Suhas Diggavi

  1. Wireless Network Information Flow: A Deterministic Approach.

    Authors: Suhas Diggavi, David Tse, Salman Avestimehr
    Subjects: Information Theory
    Abstract

    In a wireless network with a single source and a single destination and an
    arbitrary number of relay nodes, what is the maximum rate of information flow
    achievable? We make progress on this long standing problem through a two-step
    approach. First we propose a deterministic channel model which captures the key
    wireless properties of signal strength, broadcast and superposition. We obtain
    an exact characterization of the capacity of a network with nodes connected by
    such deterministic channels.

  2. Secret-key Agreement with Channel State Information at the Transmitter.

    Authors: Suhas Diggavi, Ashish Khisti, Gregory Wornell
    Subjects: Information Theory
    Abstract

    We study the capacity of secret-key agreement over a wiretap channel with
    state parameters. The transmitter communicates to the legitimate receiver and
    the eavesdropper over a discrete memoryless wiretap channel with a memoryless
    state sequence. The transmitter and the legitimate receiver generate a shared
    secret key, that remains secret from the eavesdropper. No public discussion
    channel is available. The state sequence is known noncausally to the
    transmitter. We derive lower and upper bounds on the secret-key capacity.

  3. Approximately achieving Gaussian relay network capacity with lattice codes.

    Authors: Suhas Diggavi, Ayfer Ozgur
    Subjects: Information Theory
    Abstract

    Recently, it has been shown that a quantize-map-and-forward scheme
    approximately achieves (within a constant number of bits) the Gaussian relay
    network capacity for arbitrary topologies. This was established using Gaussian
    codebooks for transmission and random mappings at the relays. In this paper, we
    show that the same approximation result can be established by using lattices
    for transmission and quantization along with structured mappings at the relays.

  4. Optimality and Approximate Optimality of Source-Channel Separation in Networks.

    Authors: Shlomo Shamai, Suhas Diggavi, Jun Chen, Chao Tian
    Subjects: Information Theory
    Abstract

    We consider the source-channel separation architecture for lossy source
    coding in general communication networks. It is shown that the separation
    approach is optimal in two general scenarios, and is approximately optimal in a
    third scenario.

  5. On the Capacity of Non-Coherent Network Coding.

    Authors: Suhas Diggavi, Christina Fragouli, Soheil Mohajer, Mahdi Jafari Siavoshani
    Subjects: Information Theory
    Abstract

    We consider the problem of multicasting information from a source to a set of
    receivers over a network where intermediate network nodes perform randomized
    network coding operations on the source packets. We propose a channel model for
    the non-coherent network coding introduced by Koetter and Kschischang in [5],
    that captures the essence of such a network operation, and calculate the
    capacity as a function of network parameters.

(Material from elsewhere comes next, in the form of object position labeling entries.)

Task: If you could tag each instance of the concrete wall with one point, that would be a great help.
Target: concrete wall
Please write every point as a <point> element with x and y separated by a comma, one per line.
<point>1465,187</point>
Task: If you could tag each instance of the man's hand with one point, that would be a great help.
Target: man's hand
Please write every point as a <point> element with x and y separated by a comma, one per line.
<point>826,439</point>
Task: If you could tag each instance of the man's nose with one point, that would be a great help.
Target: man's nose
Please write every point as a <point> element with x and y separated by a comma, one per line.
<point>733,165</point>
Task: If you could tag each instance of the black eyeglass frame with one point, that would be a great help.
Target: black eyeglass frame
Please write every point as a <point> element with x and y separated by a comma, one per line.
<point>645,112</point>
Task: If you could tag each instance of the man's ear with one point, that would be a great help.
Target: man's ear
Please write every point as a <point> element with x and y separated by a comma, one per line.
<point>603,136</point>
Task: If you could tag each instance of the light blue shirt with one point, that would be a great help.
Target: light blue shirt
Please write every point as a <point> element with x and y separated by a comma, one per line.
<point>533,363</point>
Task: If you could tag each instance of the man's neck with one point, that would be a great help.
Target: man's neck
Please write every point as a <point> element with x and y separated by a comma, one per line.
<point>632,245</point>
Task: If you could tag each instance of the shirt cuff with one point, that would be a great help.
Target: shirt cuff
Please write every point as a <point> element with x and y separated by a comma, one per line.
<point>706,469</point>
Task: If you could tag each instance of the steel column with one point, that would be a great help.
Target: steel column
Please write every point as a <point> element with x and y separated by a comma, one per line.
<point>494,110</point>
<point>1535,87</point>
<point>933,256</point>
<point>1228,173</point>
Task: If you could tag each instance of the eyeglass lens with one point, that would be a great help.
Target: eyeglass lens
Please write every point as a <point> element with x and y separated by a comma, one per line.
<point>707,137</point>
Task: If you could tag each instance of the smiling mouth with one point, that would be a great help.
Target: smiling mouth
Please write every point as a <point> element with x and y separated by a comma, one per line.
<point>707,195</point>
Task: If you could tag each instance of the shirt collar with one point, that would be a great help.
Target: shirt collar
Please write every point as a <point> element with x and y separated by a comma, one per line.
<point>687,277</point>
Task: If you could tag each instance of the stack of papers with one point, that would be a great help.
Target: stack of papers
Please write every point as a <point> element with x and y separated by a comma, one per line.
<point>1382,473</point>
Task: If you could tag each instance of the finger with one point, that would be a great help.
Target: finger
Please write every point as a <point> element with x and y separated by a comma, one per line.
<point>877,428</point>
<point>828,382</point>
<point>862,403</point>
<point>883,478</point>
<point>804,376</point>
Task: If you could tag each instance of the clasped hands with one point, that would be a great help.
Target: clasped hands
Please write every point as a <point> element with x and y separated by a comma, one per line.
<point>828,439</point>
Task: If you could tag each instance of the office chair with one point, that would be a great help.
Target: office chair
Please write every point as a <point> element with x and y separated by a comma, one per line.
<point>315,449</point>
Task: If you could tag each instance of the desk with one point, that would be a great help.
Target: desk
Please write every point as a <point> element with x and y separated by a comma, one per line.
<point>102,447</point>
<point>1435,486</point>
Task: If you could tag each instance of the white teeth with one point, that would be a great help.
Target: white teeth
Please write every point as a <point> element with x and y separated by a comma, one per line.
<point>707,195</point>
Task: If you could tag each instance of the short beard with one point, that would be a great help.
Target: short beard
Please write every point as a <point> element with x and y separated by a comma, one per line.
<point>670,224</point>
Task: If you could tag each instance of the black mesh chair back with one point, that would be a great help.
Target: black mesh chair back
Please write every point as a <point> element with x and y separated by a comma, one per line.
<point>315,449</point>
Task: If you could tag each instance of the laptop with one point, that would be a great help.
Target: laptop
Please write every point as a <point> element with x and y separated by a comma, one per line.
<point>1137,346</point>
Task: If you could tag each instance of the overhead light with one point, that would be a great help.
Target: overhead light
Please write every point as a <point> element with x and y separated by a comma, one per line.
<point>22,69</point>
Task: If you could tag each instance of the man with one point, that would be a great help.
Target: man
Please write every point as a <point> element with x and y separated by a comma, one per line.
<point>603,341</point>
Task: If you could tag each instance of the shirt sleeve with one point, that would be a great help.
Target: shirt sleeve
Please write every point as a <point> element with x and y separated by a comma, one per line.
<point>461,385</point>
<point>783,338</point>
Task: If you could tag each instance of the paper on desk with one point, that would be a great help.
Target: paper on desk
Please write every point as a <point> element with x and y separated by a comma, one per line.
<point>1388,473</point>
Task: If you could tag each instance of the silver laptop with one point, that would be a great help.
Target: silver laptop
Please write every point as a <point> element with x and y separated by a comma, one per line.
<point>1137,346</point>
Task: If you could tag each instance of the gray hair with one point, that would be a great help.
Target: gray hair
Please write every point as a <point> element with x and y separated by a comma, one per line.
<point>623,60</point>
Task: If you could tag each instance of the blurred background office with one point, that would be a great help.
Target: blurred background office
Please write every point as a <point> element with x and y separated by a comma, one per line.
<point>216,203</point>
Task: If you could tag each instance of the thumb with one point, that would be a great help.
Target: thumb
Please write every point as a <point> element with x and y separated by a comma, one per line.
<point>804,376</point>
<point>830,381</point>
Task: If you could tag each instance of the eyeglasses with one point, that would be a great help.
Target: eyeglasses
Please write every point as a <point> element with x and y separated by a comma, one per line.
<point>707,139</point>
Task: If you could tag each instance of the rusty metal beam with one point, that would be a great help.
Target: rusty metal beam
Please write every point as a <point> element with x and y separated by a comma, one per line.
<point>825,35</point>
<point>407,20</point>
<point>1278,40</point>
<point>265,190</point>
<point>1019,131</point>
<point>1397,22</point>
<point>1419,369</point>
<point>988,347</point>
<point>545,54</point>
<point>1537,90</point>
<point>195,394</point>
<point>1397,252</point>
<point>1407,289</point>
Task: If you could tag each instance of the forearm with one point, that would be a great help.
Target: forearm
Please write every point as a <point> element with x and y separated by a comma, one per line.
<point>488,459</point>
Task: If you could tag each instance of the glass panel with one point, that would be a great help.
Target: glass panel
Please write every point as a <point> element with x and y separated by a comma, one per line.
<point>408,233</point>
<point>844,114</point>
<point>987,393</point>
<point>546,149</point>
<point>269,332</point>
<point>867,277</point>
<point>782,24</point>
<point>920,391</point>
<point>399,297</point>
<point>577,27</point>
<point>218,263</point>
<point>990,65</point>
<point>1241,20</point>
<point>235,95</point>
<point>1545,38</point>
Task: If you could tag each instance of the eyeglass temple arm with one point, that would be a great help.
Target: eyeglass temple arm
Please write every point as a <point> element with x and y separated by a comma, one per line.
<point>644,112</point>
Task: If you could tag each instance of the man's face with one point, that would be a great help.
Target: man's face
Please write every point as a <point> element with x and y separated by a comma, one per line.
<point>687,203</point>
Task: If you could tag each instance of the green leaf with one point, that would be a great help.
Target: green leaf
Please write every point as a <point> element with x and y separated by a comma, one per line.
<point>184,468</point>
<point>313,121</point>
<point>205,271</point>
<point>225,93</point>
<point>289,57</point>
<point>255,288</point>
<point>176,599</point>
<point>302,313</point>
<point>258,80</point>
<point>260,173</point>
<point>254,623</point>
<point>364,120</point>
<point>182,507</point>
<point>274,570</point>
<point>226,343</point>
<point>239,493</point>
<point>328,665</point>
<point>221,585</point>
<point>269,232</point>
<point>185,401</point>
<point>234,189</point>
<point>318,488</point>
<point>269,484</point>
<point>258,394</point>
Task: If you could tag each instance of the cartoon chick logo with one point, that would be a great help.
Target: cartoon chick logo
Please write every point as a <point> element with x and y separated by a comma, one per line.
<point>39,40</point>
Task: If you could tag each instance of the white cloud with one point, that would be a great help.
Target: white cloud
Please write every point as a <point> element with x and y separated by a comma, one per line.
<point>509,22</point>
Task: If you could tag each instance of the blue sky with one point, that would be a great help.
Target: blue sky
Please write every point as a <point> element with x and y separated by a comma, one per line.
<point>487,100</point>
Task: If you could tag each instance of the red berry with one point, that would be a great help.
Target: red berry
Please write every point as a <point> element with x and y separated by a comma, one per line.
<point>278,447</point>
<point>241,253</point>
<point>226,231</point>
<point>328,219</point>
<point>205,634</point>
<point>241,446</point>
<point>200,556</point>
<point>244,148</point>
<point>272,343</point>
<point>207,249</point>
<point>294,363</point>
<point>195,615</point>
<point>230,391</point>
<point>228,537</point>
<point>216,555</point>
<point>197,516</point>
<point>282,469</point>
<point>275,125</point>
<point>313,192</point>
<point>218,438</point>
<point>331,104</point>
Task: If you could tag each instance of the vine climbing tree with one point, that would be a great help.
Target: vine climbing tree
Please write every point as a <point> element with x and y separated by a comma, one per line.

  6. Hierarchical Routing over Dynamic Wireless Networks.

    Authors: Dominique Tschopp, Suhas Diggavi, Matthias Grossglauser
    Subjects: Networking and Internet Architecture
    Abstract

    Wireless network topologies change over time and maintaining routes requires
    frequent updates. Updates are costly in terms of consuming throughput available
    for data transmission, which is precious in wireless networks. In this paper,
    we ask whether there exist low-overhead schemes that produce low-stretch
    routes. This is studied by using the underlying geometric properties of the
    connectivity graph in wireless networks.

  7. Approximate Nearest Neighbor Search through Comparisons.

    Authors: Dominique Tschopp, Suhas Diggavi
    Subjects: Data Structures and Algorithms
    Abstract

    This paper addresses the problem of finding the nearest neighbor (or one of
    the R-nearest neighbors) of a query object q in a database of n objects. In
    contrast with most existing approaches, we can only access the ``hidden'' space
    in which the objects live through a similarity oracle. The oracle, given two
    reference objects and a query object, returns the reference object closest to
    the query object. The oracle attempts to model the behavior of human users,
    capable of making statements about similarity, but not of assigning meaningful
    numerical values to distances between objects.